Viele werden von den Behörden als „harmlose Spinner“ eingestuft, aber einige meinen es auch ernst: Bei Reichsbürgern sichergestellte Waffen nach einer Razzia in Wuppertal Foto: dpa

Sie erkennen die Bundesrepublik nicht an und wehren sich sogar gegen den Austausch von Stromzählern: Sogenannte Reichsbürger machen in Baden-Württemberg zunehmend den Behörden zu schaffen.

Stuttgart - Die Reichsbürger-Szene in Baden-Württemberg ist größer und gefährlicher als bislang angenommen. Laut einer neuen Analyse des Verfassungsschutzes, die den „Stuttgarter Nachrichten“ vorliegt, werden nun 3200 Personen der Szene zugerechnet. Das sind 200 mehr als noch vor wenigen Monaten. Der Anteil der Rechtsextremisten wurde aufgrund von Nachermittlungen ebenfalls nach oben korrigiert: Ging man im zweiten Quartal 2018 noch von 30 Rechtsextremisten aus (1 Prozent), so sind es nun 75 (2,3 Prozent).

Weniger Straftaten

Die Zahl der von Reichsbürgern begangenen Straftaten ist dieses Jahr allerdings deutlich gesunken: 22 Straftaten registrierte man bis September, im Vergleichszeitraum des Vorjahres waren es noch 48. Oft handelt es sich dabei um Widerstandshandlungen: Bei der Zwangsräumung einer Wohnung im Schwarzwald Ende August wurden zum Beispiel drei Polizisten leicht verletzt. Ähnliches geschah im Juli in Erlenbach bei Heilbronn.

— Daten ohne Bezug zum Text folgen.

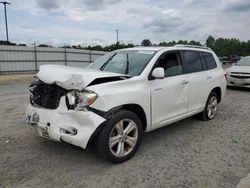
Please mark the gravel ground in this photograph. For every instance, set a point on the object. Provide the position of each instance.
(190, 153)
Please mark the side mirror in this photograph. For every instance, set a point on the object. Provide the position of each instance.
(158, 73)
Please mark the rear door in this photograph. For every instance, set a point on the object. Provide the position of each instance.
(198, 86)
(169, 95)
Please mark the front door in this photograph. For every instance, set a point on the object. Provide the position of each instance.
(169, 95)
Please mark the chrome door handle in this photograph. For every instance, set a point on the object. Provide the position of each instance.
(209, 77)
(184, 82)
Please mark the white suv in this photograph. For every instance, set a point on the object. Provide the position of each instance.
(123, 94)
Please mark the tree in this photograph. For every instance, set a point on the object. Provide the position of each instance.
(210, 41)
(146, 42)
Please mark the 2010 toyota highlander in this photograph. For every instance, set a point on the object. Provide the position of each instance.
(123, 94)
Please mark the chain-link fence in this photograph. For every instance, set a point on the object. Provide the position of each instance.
(21, 59)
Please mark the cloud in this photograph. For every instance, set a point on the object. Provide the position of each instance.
(94, 21)
(48, 4)
(236, 5)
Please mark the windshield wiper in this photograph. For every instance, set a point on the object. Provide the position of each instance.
(127, 66)
(106, 63)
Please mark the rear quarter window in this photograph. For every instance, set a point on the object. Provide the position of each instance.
(192, 61)
(209, 60)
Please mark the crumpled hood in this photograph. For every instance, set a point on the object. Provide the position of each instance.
(71, 77)
(244, 69)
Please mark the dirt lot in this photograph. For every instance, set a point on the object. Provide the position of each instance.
(190, 153)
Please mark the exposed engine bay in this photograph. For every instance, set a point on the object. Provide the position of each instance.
(46, 95)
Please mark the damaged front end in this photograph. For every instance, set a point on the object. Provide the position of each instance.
(62, 115)
(46, 95)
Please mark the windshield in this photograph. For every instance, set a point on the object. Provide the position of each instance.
(129, 62)
(244, 62)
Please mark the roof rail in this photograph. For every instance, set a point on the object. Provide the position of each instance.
(192, 46)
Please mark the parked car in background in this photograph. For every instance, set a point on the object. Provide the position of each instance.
(239, 73)
(123, 94)
(229, 59)
(224, 60)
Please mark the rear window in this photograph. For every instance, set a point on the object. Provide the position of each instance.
(193, 61)
(209, 59)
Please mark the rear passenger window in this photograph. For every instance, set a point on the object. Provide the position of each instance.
(193, 61)
(171, 63)
(209, 59)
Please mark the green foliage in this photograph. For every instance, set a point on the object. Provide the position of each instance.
(210, 41)
(221, 46)
(227, 47)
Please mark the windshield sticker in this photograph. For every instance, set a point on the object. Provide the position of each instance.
(145, 52)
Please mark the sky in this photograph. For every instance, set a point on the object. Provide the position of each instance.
(93, 22)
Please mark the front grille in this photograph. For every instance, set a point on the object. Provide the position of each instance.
(240, 76)
(46, 95)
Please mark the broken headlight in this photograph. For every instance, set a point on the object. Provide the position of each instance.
(79, 100)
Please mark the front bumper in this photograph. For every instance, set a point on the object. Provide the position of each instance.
(61, 124)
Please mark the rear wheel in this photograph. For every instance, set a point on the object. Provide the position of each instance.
(211, 107)
(120, 138)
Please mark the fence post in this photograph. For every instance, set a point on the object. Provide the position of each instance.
(65, 55)
(90, 57)
(35, 53)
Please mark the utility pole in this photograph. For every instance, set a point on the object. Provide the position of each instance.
(117, 41)
(6, 23)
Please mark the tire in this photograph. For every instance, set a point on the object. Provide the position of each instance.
(120, 138)
(211, 107)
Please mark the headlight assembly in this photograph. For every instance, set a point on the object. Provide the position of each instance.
(79, 100)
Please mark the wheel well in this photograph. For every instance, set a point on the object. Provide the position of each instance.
(217, 90)
(138, 110)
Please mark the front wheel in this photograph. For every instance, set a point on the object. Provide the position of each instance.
(120, 138)
(211, 107)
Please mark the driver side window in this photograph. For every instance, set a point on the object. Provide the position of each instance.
(171, 63)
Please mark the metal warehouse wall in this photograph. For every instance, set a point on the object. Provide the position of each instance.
(29, 59)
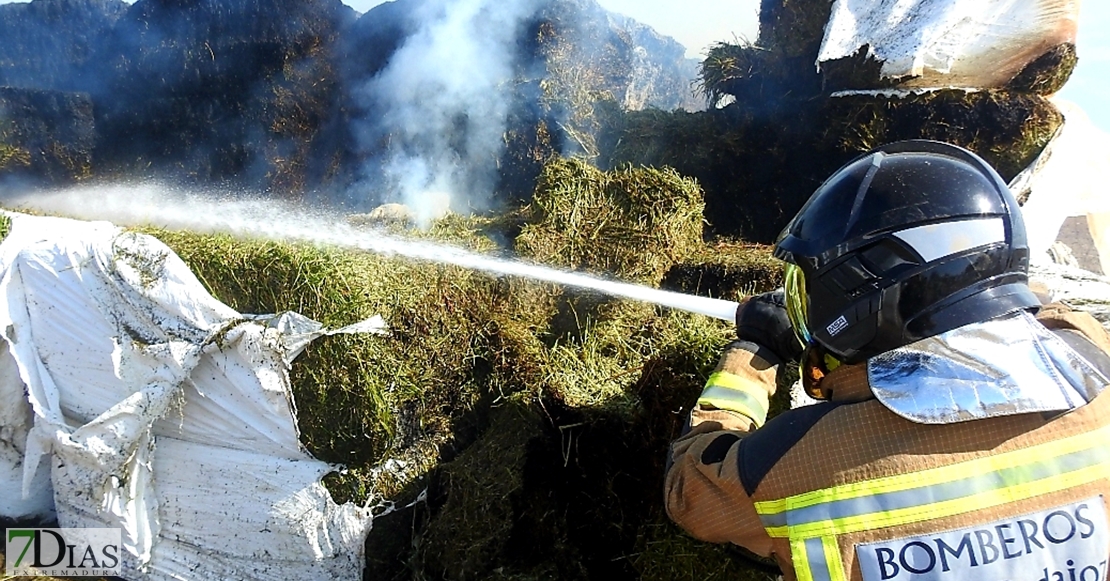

Dort wehrten sich mehrere Reichsbürger gegen den Austausch eines Stromzählers. 8 der bislang 22 Straftaten in diesem Jahr hatten laut Polizei einen rechtsextremistischen Hintergrund, die anderen konnten nicht zugeordnet werden.

Innenminister warnt

Baden-Württembergs Innenminister Thomas Strobl (CDU) warnt davor, die Reichsbürger zu unterschätzen und als harmlose Spinner abzutun: „Wir haben es bei den ‚Reichsbürgern‘ und ‚Selbstverwaltern‘ mit Personen und Gruppierungen zu tun, die eines gemeinsam haben: Sie leugnen die Existenz der Bundesrepublik Deutschland und unseren Rechtsstaat.“ Es sei von einer erhöhten Gewaltbereitschaft vieler ‚Reichsbürger‘ und ‚Selbstverwalter‘ auszugehen. „Deshalb müssen wir zu jedem Zeitpunkt wissen, mit wem wir es zu tun haben und beobachten die Szenen in Baden-Württemberg ganz genau.“

In Stuttgart sind alle Reichsbürger entwaffnet

Laut Verfassungsschutz hatten rund 300 Reichsbürger im Land einen Waffenschein. Wie viele davon durch die Kommunen auf Anweisgung des Innenministeriums inzwischen entzogen wurden, ist noch unklar. Stand Februar wurden 50 Reichsbürger landesweit entwaffnet, die nächste landesweite Zählung soll erst wieder nächstes Jahr erfolgen. In Stuttgart, wo es nach Angaben der Polizei rund 100 Reichsbürger gibt, gab es laut Ordnungsamt fünf bewaffnete Reichsbürger. Allen habe man inzwischen den Waffenschein entzogen, wogegen sich die Betroffenen allesamt vor dem Verwaltungsgericht wehrten. Drei dieser Gerichtsverfahren laufen noch.

Meistens ältere Männer

Der Verfassungsschutz kann inzwischen auch grobe Aussagen über die Szene der Reichsbürger im Land machen. Laut der Analyse sind 76 Prozent der ermittelten Personen älter als 40 Jahre. 55 Prozent sind sogar über 50. Die meisten Reichsbürger (73,5 Prozent) sind männlich, allerdings ist der Frauenanteil durchaus beachtlich: Mit 26,5 Prozent liege er deutlich höher als bei den Rechtsextremisten (20,4 Prozent)

Die Reichsbürger werden seit der Tötung eines bayrischen Polizisten im Oktober 2016 vom Verfassungsschutz beobachtet. Damals schätzte man in Baden-Württemberg die Zahl der Reichsbürger noch auf 650.